I have managed to BGP VPLS to work over TE tunnels that I have created between 2 test routers placed two hops apart.
My problem is that when I switch to manual VPLS or CISCO style VPLS, the TE tunnels are not being used.
When I switch to Cisco VPLS the interfaces are created but are not running.
I am not using cspf, I have static path defined. TE tunnels are running in both directions and do work with BGP VPLS
My understanding is that when the end-points of TE tunnel match those of the VPLS, the VPLS will use the TE tunnel.
I am I missing something?
Well, all kinds of VPLS work over TE tunnels. Actually VPLS tunnels prefer LSP established with TE over LSP established with LDP.
In your situation most likely the problem is that in order to do VPLS tunnel label exchange for Cisco BGP VPLS and static VPLS, you actually need LDP, but not for establishing LSP - just for tunnel signaling (by means of targeted LDP session). Simply enable LDP on both VPLS endpoints, but do not add any interfaces.
So are you saying that if you have a working TE tunnel you should be able to create a VPLS tunnel over it without enabling LDP? If so, should that be as simple as creating a VPLS interface with the same “Remote Peer” address as the TE tunnels “to Address”?
We have multiple te tunnels that have been working for years. I’ve tried a few times to add VPLS on those tunnels but never seems to work. I add the VPLS with the same remote address at both ends of the te tunnel and nothing. Any chance you could share a config?
No config to share MrZ? Just tried again incase I was missing something obvious but still nothing. All routers in chain running v6.32.3. TE tunnels between loopbacks happily providing connectivity between the sites so I just add a VPLS interface on both boxes with matching “vpls-id” and “remote-peer” address to match the /interface traffic-eng “to-address” with everything else defaults but interface never enters into a running state. What’s your magical secret?
would work so far its not interoperable with CISCO implementation much and its widely speculated as intentional CISCO “flaw” to discourage consumers using and desperate attempt to reinforce BGP-centered,
Another week goes by and still nothing to backup the claims that RouterOS can do this. I guess, MRZ, unlike what you have been continuously saying this isn’t actually possible or is a bug in the current releases. Could you confirm which?
Indeed you can have VPLS tunnel working over LSP established by TE. The thing is that for “simple” VPLS tunnel you need LDP (it works in “targeted” mode, no need to add interfaces) to establish VPLS itself.
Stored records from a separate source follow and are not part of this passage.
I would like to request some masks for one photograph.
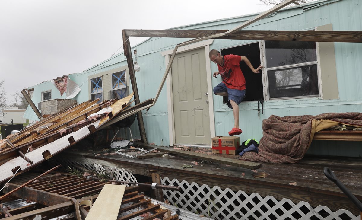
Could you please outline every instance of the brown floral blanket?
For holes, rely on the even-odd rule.
[[[316,116],[279,117],[263,120],[259,152],[248,152],[240,160],[273,164],[295,164],[304,156],[314,133],[333,126],[362,127],[362,113],[327,113]]]

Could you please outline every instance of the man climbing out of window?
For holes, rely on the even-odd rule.
[[[234,115],[234,127],[229,132],[230,136],[240,135],[243,131],[239,127],[239,104],[245,97],[245,78],[240,69],[239,63],[244,61],[253,72],[258,73],[263,68],[260,65],[254,69],[246,56],[230,54],[221,56],[220,52],[212,50],[209,53],[210,60],[216,64],[219,71],[214,73],[213,77],[220,75],[222,81],[214,88],[214,94],[218,96],[228,96],[227,105],[232,109]]]

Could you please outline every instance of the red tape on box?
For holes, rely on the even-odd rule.
[[[222,147],[221,146],[221,139],[220,138],[219,139],[219,147],[214,147],[213,148],[215,150],[219,150],[219,153],[222,153],[223,150],[225,150],[226,151],[226,153],[229,154],[229,151],[235,151],[235,147]]]

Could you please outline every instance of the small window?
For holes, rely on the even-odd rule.
[[[266,41],[270,99],[318,96],[315,42]]]
[[[103,91],[102,77],[90,79],[90,99],[94,101],[99,98],[97,103],[103,101]]]
[[[29,95],[29,97],[30,98],[33,97],[33,94],[34,93],[34,89],[31,89],[28,90],[28,94]]]
[[[112,73],[113,98],[123,98],[127,96],[126,71]]]
[[[51,99],[51,91],[47,91],[42,93],[42,101],[45,101],[50,99]]]

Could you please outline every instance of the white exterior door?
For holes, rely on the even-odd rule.
[[[205,50],[202,48],[177,54],[172,64],[176,144],[211,144],[205,61]]]

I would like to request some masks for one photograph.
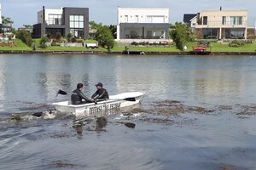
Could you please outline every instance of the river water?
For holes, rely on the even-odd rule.
[[[255,65],[256,56],[2,54],[0,169],[256,169]],[[91,117],[50,105],[59,89],[82,82],[90,96],[98,82],[144,99]]]

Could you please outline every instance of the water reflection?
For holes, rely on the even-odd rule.
[[[23,112],[17,121],[0,111],[0,169],[254,167],[255,64],[247,57],[1,55],[0,110]],[[24,111],[45,108],[58,89],[70,93],[78,82],[90,96],[97,82],[110,94],[146,92],[142,108],[99,118]]]

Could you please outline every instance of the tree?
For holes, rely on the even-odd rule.
[[[95,35],[96,40],[99,44],[107,48],[108,51],[113,48],[114,39],[108,26],[100,26]]]
[[[49,42],[49,39],[48,38],[48,37],[47,36],[43,36],[41,40],[40,40],[41,48],[47,48],[46,42]]]
[[[2,24],[5,26],[12,26],[14,21],[9,17],[2,16]]]
[[[73,35],[72,35],[72,33],[68,33],[67,35],[67,42],[71,42],[71,38],[73,37]]]
[[[17,38],[20,39],[24,43],[32,47],[32,38],[31,33],[26,30],[20,30],[16,31]]]
[[[190,29],[181,22],[170,25],[170,36],[175,42],[177,48],[182,51],[188,42],[195,41],[195,36]]]

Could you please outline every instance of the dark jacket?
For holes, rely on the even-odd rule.
[[[108,91],[105,88],[98,89],[96,93],[91,96],[94,99],[109,99]]]
[[[84,99],[85,102],[83,102],[82,99]],[[83,92],[81,92],[79,89],[76,89],[73,91],[71,95],[71,103],[72,105],[81,105],[84,103],[93,103],[94,100],[87,98]]]

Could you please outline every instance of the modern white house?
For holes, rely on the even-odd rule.
[[[183,21],[192,28],[198,38],[247,39],[247,10],[206,10],[184,14]]]
[[[169,9],[118,8],[117,41],[169,40]]]

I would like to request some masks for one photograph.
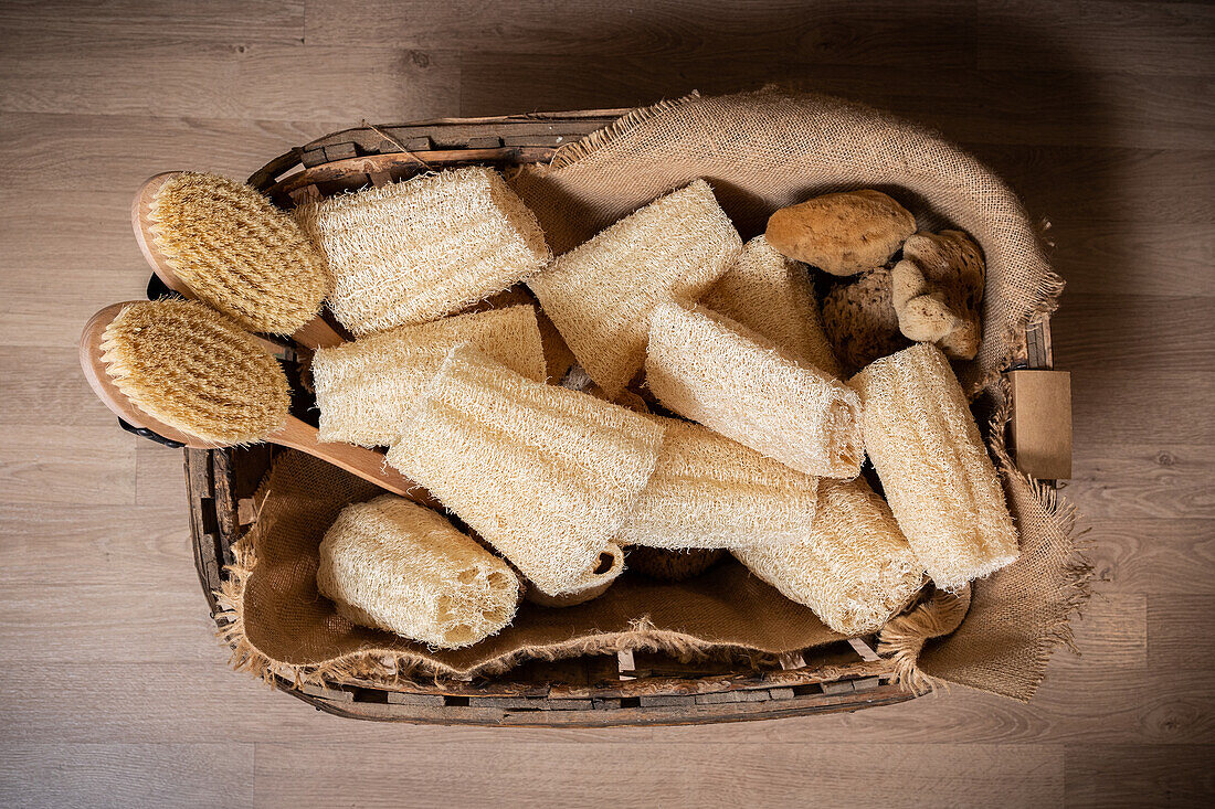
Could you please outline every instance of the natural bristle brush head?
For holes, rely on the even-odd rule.
[[[132,405],[215,445],[260,441],[287,420],[278,362],[232,318],[203,304],[129,304],[106,327],[106,374]]]
[[[255,188],[214,174],[157,175],[136,196],[135,232],[169,287],[252,332],[292,334],[316,317],[324,255]],[[180,285],[188,289],[180,289]]]

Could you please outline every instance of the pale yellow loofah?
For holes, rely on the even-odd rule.
[[[855,477],[855,391],[703,307],[659,306],[645,384],[680,415],[807,475]]]
[[[329,309],[356,336],[458,312],[552,259],[536,216],[484,166],[306,203],[295,215],[328,255]]]
[[[920,343],[849,384],[886,498],[937,585],[955,590],[1017,559],[1000,479],[940,350]]]
[[[535,383],[457,346],[388,453],[390,464],[560,595],[620,572],[616,533],[654,471],[662,426]]]
[[[527,285],[609,398],[645,362],[650,312],[694,301],[742,242],[703,180],[662,197],[559,256]]]
[[[520,594],[509,565],[395,494],[341,510],[321,541],[316,585],[347,620],[440,649],[497,633]]]
[[[736,548],[739,561],[833,630],[876,632],[923,583],[889,507],[863,479],[824,480],[814,528],[793,543]]]
[[[512,370],[544,381],[544,350],[536,309],[512,306],[402,326],[321,349],[312,360],[321,441],[386,447],[447,352],[470,343]]]

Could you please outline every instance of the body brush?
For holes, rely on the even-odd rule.
[[[425,491],[362,447],[317,441],[293,417],[287,375],[252,334],[198,301],[114,304],[80,336],[80,364],[120,419],[187,447],[269,441],[430,503]]]

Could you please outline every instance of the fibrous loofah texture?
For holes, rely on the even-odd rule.
[[[855,391],[703,307],[659,306],[645,384],[676,413],[786,466],[855,477],[864,457]]]
[[[814,528],[799,542],[731,553],[785,598],[853,637],[881,628],[923,582],[889,507],[859,477],[821,482]]]
[[[806,266],[776,253],[763,236],[742,247],[734,265],[700,302],[808,364],[841,375]]]
[[[1000,479],[940,350],[916,344],[849,384],[891,509],[937,585],[955,590],[1017,559]]]
[[[312,360],[321,441],[386,447],[417,400],[439,373],[447,352],[470,343],[512,370],[544,381],[544,350],[536,310],[512,306],[402,326],[335,349]]]
[[[654,474],[617,536],[654,548],[738,548],[804,537],[818,479],[690,422],[666,432]]]
[[[536,216],[484,166],[330,197],[295,214],[328,255],[329,309],[356,336],[458,312],[552,259]]]
[[[536,587],[595,587],[600,554],[645,488],[662,426],[535,383],[457,346],[388,453]]]
[[[260,441],[290,408],[278,362],[205,304],[131,304],[106,328],[106,373],[148,415],[220,446]]]
[[[252,332],[292,334],[329,294],[324,255],[290,215],[242,182],[175,174],[151,219],[157,249],[194,296]]]
[[[321,541],[316,585],[343,617],[440,649],[497,633],[520,594],[509,565],[395,494],[341,510]]]
[[[703,180],[662,197],[559,256],[527,282],[609,398],[645,362],[650,312],[695,301],[742,241]]]

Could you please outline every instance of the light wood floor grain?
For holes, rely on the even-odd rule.
[[[0,804],[1202,804],[1215,792],[1215,6],[1032,0],[0,4]],[[147,279],[128,203],[362,118],[767,81],[938,128],[1052,224],[1104,581],[1028,706],[644,730],[358,724],[228,672],[181,459],[75,364]],[[1205,800],[1204,800],[1205,799]]]

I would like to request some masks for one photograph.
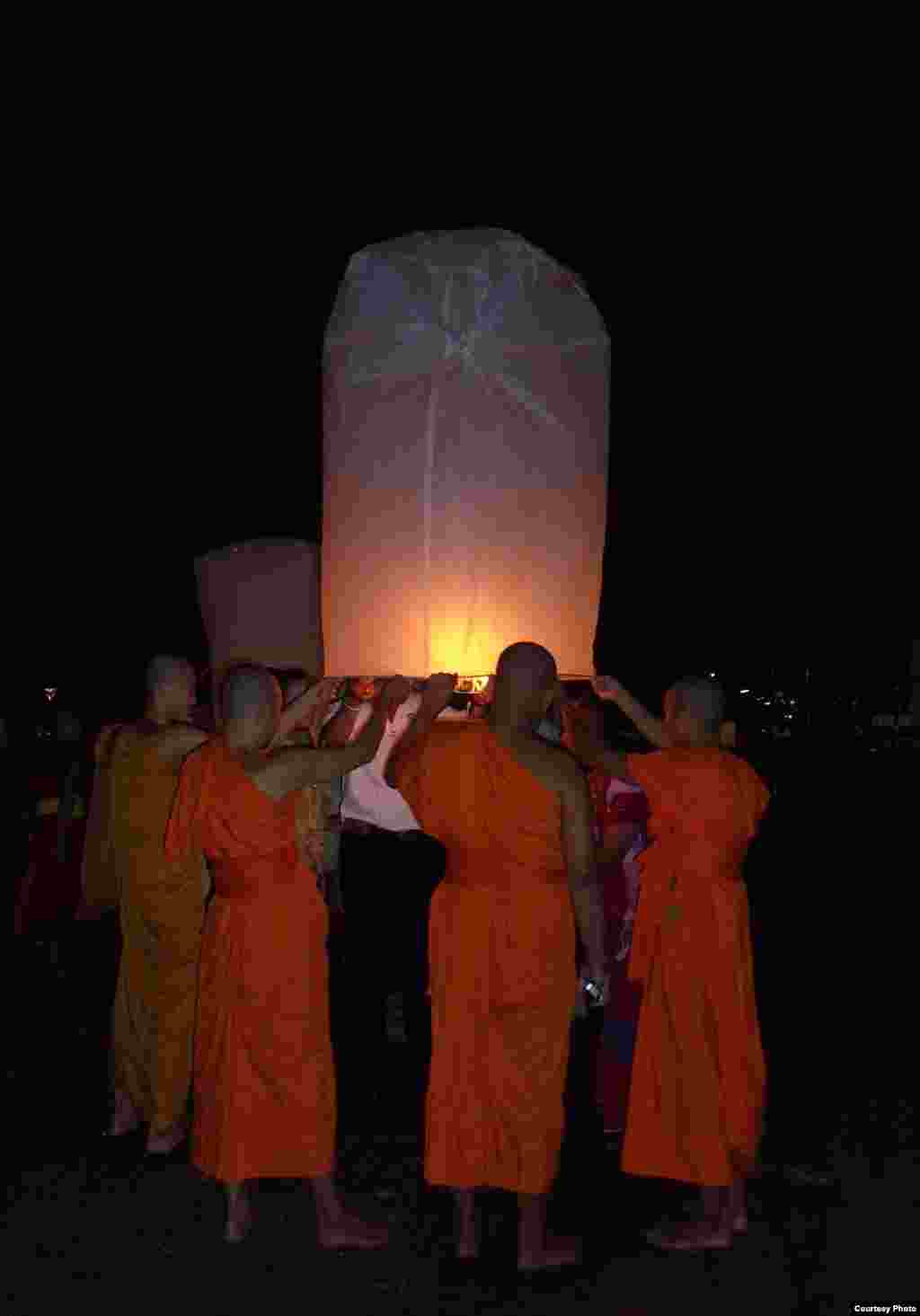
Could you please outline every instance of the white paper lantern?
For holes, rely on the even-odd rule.
[[[196,558],[195,575],[216,688],[237,662],[322,674],[316,544],[234,544]]]
[[[325,342],[329,674],[483,675],[519,640],[594,670],[608,378],[598,309],[512,233],[353,257]]]

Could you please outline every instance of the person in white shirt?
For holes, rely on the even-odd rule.
[[[363,686],[361,684],[363,680]],[[330,1003],[333,1042],[340,1059],[340,1111],[353,1126],[379,1120],[376,1098],[392,1098],[405,1082],[411,1101],[403,1109],[417,1123],[430,1059],[428,1000],[428,905],[441,880],[446,855],[387,780],[394,751],[424,736],[453,695],[455,678],[438,674],[413,692],[390,721],[374,759],[344,778],[341,800],[340,883],[344,946],[334,959]],[[324,745],[341,745],[361,733],[371,704],[354,697],[367,679],[358,678],[341,709],[328,722]],[[387,998],[399,992],[407,1037],[407,1065],[388,1059]]]

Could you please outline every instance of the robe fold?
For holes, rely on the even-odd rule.
[[[769,801],[719,749],[630,754],[652,844],[629,976],[644,986],[623,1169],[725,1186],[750,1173],[766,1070],[742,865]]]
[[[272,800],[215,737],[187,759],[166,832],[167,855],[212,865],[192,1161],[224,1182],[333,1167],[328,916],[299,857],[297,795]]]
[[[178,772],[153,722],[108,728],[84,855],[89,905],[118,905],[121,962],[112,1007],[112,1083],[153,1133],[184,1119],[192,1075],[197,955],[204,919],[200,859],[170,861],[163,834]]]
[[[436,724],[396,784],[447,850],[429,921],[425,1177],[546,1192],[576,992],[561,797],[484,721]]]

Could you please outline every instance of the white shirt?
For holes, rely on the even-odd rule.
[[[409,722],[415,717],[421,699],[419,695],[409,695],[405,703],[400,704],[392,722],[387,726],[380,741],[380,747],[370,763],[355,767],[345,774],[345,795],[342,797],[342,817],[357,819],[359,822],[371,822],[383,828],[384,832],[419,832],[419,820],[405,803],[399,791],[387,786],[383,774],[386,772],[390,755],[405,734]],[[363,704],[361,713],[355,717],[354,728],[349,736],[353,741],[361,733],[371,716],[371,705]]]

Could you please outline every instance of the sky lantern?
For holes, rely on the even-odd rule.
[[[357,253],[326,329],[326,671],[455,671],[532,640],[594,671],[609,338],[578,278],[501,229]],[[467,684],[470,688],[470,684]]]
[[[319,561],[319,545],[303,540],[253,540],[195,559],[215,695],[237,662],[322,674]]]

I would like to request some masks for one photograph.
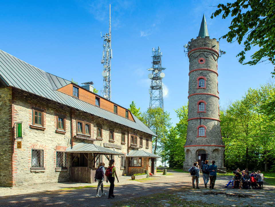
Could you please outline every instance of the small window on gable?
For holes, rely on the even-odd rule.
[[[97,106],[100,106],[100,99],[98,97],[95,97],[95,105]]]
[[[77,87],[73,86],[72,87],[72,96],[76,98],[78,98],[79,94],[78,90],[79,89]]]
[[[114,105],[114,113],[117,114],[117,106]]]

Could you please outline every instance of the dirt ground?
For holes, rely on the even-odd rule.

If you do BGP based VPLS you can work w/o LDP.
Completely understand that but thought MRZ was saying you can establish VPLS over TE without the need for either LDP or BGP which is what we where hoping for.
Unfortunately VPLS needs a way to exchange tunnel labels with remote peer. The only more simple way would be to manage labels manually - allocate label for VPLS interface on each router and enter it in remote peer manually. If there is serious enough reason why you need such a feature, we can consider implementing it.
TE doesn’t require either LDP or BGP. Had assumed the VPLS shim would be inside the TE shim so rest of network wouldn’t see or care about the VPLS shim.
You are correct - the rest of network wont see or care about VPLS, but tunnel endpoints need to exchange labels, so that each knows what label other uses for particular tunnel, so if you use LDP for VPLS signalling, LDP must be enabled only on endpoints not on all routers in path.
No, you just enable LDP, without interfaces. Adding LDP interfaces means that router will start sending multicast hellos on that interface. VPLS uses targeted LDP - it sends hellos to specific IP address.
VPLS uses LSP to remote address. It can either be matching TE tunnel (with same address) or LSP established by LDP - gateway from most specific route to remote address has advertised label. So the answer to your question is - yes, remote address of VPLS must match that of TE tunnel for VPLS to use this tunnel.
That doesn’t seem to make sense. If LDP is used for the VPLS signalling only on the end points and the LSP to the TE tunnels remote address traverses routers that are not running LDP then how will the VPLS signalling traverse the routers inbetween?
LDP uses UDP as its transport. There are 2 modes for LDP - regular, where LDP speaker sends multicast hellos on its interfaces and establishes sessions with directly attached neighbors, and targeted LDP - where LDP speaker sends hellos to specific IP address and establishes session with LDP speaker anywhere on internet, as long as there is IP connectivity with remote peer.
Static VPLS tunnel automatically establishes targeted LDP session with remote peer and exchanges labels for VPLS tunnel (inner label). Next, to actually be able to forward data over tunnel, router must have LSP to remote peer (outer label). It looks for LSP at first in established TE tunnels and if there is no TE tunnel looks up LSP established by LDP (which is not there if you do not run “regular” LDP).